古い文反故(ふみほご) 小さく裂いて
庭の焚火に くべる良人(ひと)
焼いてしまえば 灰になる
枯枝(えだ)にまじって 片が付く
今朝(あさ)の焔(ひ)を抱く しもばしら
(台詞)もっと信じなくてはいけないぞ
喜びも悲しみも
互いに分け合うのが夫婦というものだ
青い煙は 尾をひきながら
過去を束ねて 立ちのぼる
袷袂(あわせたもと)に 顔ふせて
嗚咽絶え絶え 泣く背なに
何も言うなと 声をきく
おれが舟なら お前は乗り手
しっかり摑まり 居るが良い
けじめ 区切りを つけ終えて
心よせ合う ふたりには
冬に冴え冴え しもばしら
ひとこと:早いですねぇ~、1月もあっというまに終り。やっぱり冬です
各地で雪も降ってます。石川さゆりサンは今日が誕生日。
個人名で誰とはいわないが誰やらみたいに目立ちたがらずコビもなく
それでいてますます歌に対して真摯で存在感を高めている石川サン。
このブログでは1.女優・浪花千栄子さんとの思い出をからめた「竹生島」
2.好きな映画シリーズから「夜の河」3.大女優、山田五十鈴さんを哀悼して
『しぐれ茶屋おりく』をテーマに「おりく」
4.ただ一人の女として呪縛するかのように愛を契った男、幽閉されたように
その男の面影にすがり生きる女。

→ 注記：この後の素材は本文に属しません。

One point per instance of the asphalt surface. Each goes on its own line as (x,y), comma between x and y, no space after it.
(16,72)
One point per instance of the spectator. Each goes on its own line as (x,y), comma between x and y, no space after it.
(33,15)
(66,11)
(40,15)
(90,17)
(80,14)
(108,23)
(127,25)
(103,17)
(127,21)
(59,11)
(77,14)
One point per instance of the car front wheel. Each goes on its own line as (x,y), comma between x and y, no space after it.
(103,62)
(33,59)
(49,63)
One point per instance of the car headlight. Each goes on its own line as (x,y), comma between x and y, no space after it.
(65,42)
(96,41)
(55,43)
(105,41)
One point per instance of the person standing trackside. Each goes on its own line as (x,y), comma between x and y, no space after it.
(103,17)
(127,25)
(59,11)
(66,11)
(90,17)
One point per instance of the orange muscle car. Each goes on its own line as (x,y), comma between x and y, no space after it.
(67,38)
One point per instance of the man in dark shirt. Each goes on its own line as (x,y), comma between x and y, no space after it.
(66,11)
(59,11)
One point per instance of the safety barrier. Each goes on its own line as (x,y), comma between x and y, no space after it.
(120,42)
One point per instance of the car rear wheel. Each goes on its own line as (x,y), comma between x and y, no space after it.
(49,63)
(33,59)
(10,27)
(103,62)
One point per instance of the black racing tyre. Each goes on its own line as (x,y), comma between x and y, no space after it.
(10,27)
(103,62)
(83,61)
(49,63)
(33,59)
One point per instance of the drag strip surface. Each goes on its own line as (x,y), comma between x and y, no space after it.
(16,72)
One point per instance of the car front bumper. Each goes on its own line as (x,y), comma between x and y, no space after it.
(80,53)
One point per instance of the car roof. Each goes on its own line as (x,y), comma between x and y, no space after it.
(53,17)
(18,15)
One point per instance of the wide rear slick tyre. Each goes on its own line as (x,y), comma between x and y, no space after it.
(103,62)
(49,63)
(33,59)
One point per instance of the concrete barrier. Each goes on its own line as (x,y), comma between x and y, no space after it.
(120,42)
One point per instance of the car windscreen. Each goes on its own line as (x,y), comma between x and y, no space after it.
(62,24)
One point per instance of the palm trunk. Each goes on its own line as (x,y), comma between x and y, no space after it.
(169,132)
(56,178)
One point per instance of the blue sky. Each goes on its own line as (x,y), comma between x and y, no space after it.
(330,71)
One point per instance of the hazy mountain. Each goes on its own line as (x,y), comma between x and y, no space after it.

そんな男女の激情の詞「落葉(らくよう)亭」
5.歌舞伎の演目「桜姫 ~歌舞伎 桜姫東文章 」より中村勘三郎さんを哀悼 して
「桜姫」6.女優・浪花千栄子サンの幼少の人並みならぬ苦労、女優としての開花
活躍をモチーフに「傍らの花」の6篇を書き下ろしてきました。
石川サンを想定しての書き下ろ詞は生半可な詞は書けない。
もちろん誰に対してもそうなのだがテーマとモチーフをしっかり決めて
彼女の唄いっぷりに負けない詞を書きたいと思うのだ。
前述の6篇にしても女優、映画、芝居、歌舞伎などからヒントを得た重厚な
書き下ろ詞を書いてきたのもそういう意図があってのことだ。
今回は昨年から折にふれ読み返している作家・山本周五郎の作品『夫婦の朝』
から着想を得た文芸もの。小説の内容は皆さんに
読んでいただければ分かるがなかなか味のあるものだから
共感のもらえる書き下ろ詞になったと思う。